The precedent created by Bill 5 would allow, for example, the Province to declare that Mississauga would, after 2022, be governed by a mayor and six councillors; Brampton by a mayor and five councillors; and Caledon by a mayor and one councillor. The Province could, as the original author of the various regional acts, arbitrarily dissolve entire regions without consultation, and create megacities modelled on federal riding boundaries. That, in fact, was actually done by the Harris government in the late 1990s. When federal riding boundaries change in the future, would this then cascade into changes in municipal boundaries?
By cancelling the election of the chairs of four Ontario regions (Peel, York, Niagara and Muskoka) while allowing regional chair elections in other regions (Halton, and others), is the Province saying that it alone reserves the right to change the terms of those regional elections as well, or simply to take upon itself the power to appoint all regional chairs? The various acts governing cities and the regions don’t envision this possibility, but don’t preclude or forbid it either.
Bill 5 is both bad legislation, and dangerous legislation.
Election or appointment
Following some serious thought and discussions, at home and with my campaign team and supporters, I entered the election race to become Chair of Peel Region in the third week of July.
I did not register to run as Peel Region Chair because who I was not. The events surrounding the close of nomination eligibility at 2:00 p.m. on Friday July 27 were driven mostly by news about who was in, who had dropped out, and who had switched from registering for one position to a different position. With that dust settled, the people of the region, or their regional elected representatives, will choose a single individual to assume an important position to represent three cities, and a population of 1.4 million people.
Peel Region’s three growing cities need a seasoned and mature veteran to coordinate programs, services and resources that support Mississauga, Brampton and Caledon. After 15 years in the Ontario Legislature, I know how programs and legislation that affect municipalities are created. I have learned how to deal effectively with the Province, and work with precisely the key stakeholders affected by the Region of Peel. Moving forward, the Region of Peel needs to deal with:
- How the Region can work with its cities to ensure development includes affordable housing options;
- How to work with our hospitals and Local Health Integration Networks, and with developers and our cities’ plans, to ease the pressure on hospital emergency wards;
- Working with the Peel Police to reduce insurance fraud and lower regional premiums;
- Working with businesses, our cities and other regions to attract investment and build relationships among partners the federal and provincial government may not see as priorities.
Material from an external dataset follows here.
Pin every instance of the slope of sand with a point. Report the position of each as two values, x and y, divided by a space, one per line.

This means that whether the position is filled by election or appointment, I remain committed to being a candidate for the position of Chair of Peel Region.
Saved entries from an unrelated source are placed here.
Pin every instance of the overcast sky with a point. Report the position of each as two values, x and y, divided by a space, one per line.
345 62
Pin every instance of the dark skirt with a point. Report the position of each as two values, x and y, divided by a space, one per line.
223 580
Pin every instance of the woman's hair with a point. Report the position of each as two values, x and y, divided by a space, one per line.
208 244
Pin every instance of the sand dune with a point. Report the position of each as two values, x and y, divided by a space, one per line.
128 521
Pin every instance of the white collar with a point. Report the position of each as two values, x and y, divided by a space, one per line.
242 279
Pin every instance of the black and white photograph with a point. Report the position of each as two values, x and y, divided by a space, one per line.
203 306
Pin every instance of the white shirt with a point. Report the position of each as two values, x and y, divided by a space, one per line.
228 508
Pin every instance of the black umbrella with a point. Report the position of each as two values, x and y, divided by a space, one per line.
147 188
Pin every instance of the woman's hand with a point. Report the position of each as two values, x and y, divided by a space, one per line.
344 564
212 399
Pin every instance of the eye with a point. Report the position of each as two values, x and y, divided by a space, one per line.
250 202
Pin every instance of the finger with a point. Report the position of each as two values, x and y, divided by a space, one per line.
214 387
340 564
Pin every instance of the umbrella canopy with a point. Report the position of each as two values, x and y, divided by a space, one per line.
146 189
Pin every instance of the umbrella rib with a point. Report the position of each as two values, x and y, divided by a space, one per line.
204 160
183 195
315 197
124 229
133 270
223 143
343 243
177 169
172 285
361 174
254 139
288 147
The post of Peel Region Chair should not be seen as the 4th mayor of three cities. It should be a senior executive role to ensure that the Regional government chosen by Peel’s cities, and its regional council, remains the best-managed, most effective and appropriate government for our 1.4 million people, and our dynamic region.
My campaign for Chair of Peel Region will, therefore, continue. On this web site, you will see an analysis of the legislation proposed by the Province. I have been a member of four governments, three of them majority governments. Majority Ontario governments do not always get their legislation through in the form they initially wish, or on the schedule they initially set out. Unless the proposed bill passes, the elections for the chairs of Peel, York, Niagara and Muskoka regions will proceed as scheduled.